2001 novel by Brad Meltzer

The First Counsel is a 2001 novel written by Brad Meltzer about a young White House attorney who becomes ensnared in a deadly conspiracy after he gets close to the president's daughter. It is because of the First Daughter that he is accused of a murder he did not commit. Only with her help is he able to clear his name.

According to WorldCat, the book is in 2153 libraries.

== Plot ==
Nora Hartson, the daughter of the President of the United States, is code-named Shadow by agents of the Secret Service. A young White House attorney, Michael Garrick, begins dating her. Michael thinks he can handle the world where Nora's closest wear earpieces and carry guns, where his every move is watched, and in which his girlfriend's father is the most powerful man alive.
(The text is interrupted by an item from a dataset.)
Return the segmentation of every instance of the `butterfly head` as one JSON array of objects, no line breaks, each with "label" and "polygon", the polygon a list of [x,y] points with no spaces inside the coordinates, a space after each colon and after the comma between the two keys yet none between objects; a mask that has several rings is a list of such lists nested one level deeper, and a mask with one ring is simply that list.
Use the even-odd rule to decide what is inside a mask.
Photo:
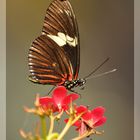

However, when one night he and Nora unintendedly witness a scene they shouldn't have, are stopped by police with a suspicious amount of cash in Michael's car, and he later ends up accused of murdering Caroline Penzler, a fellow White House worker, he has to embark on a quest to prove his innocence.

Amidst a fierce reelection campaign by President Hartson, and amidst the FBI investigation launched after Penzler's murder, Michael is supported by his friends and coworkers Trey Powell and Pam Cooper, and somewhat too by Nora herself. This cooperation makes Michael and Nora's relationship closer, thanks to which Michael also gets to know some of the rumors in the press about Nora's use of drugs are true, and decides to help her to stop using drugs. As days pass, Nora brings Michael's situation into the knowledge of Lawrence Lamb, a senior advisor of President Hartson, and a longtime friend of his, who decides to start helping Michael, out of gratitude for him having helped Nora.

After receiving a note where a "P. Vaughn" urges him to rendezvous and talk, Lamb brings to Michael's attention that a drug dealer with a criminal record by the name "Patrick Vaughn" had been at the Eisenhower Executive Office Building, next to the White House, where Michael and Penzler both worked, at the same time of the events leading to Caroline's death. Vaughn's entrance is allegedly authorized by Michael. Upon meeting with Vaughn, Michael discovers Vaughn was made to go to the EEOB in mysterious circumstances that made him a suspect of carrying out the murder, but without him having committed it either. When Vaughn later invites Michael to have a second meeting at a hotel, alleging to have important information, Michael goes, but finds Vaughn dead with a shot to his forehead.

After this, the FBI releases information about the case to the press, which prompts Michael to flee, starting a district-wide manhunt that also expands to nearby states of Virginia and Maryland. Michael disappears and then, with Nora's help, reappears undetected at the EEOB the next day. When he finds many of the folders that had been in Penzler's office, Nora finds him, and he learns that Lamb was the mastermind after all of the events, and also that he had made Nora addicted to drug use since her childhood, using this to blackmail and sexually abuse her. Lamb discovers them, and, with a gun, tries to force Nora into burning the papers incriminating him, but after she hesitates and attacks him instead, Lamb shoots Michael, wounding him, and later tries to shoot him again to kill him, at which Nora gets in the way, saving Michael, but being killed instead. As a glass panel over which Lamb was, collapses, Lamb falls to his death.

After Nora's and Lamb's deaths, Michael's innocence is proven, but he decides to leave the White House.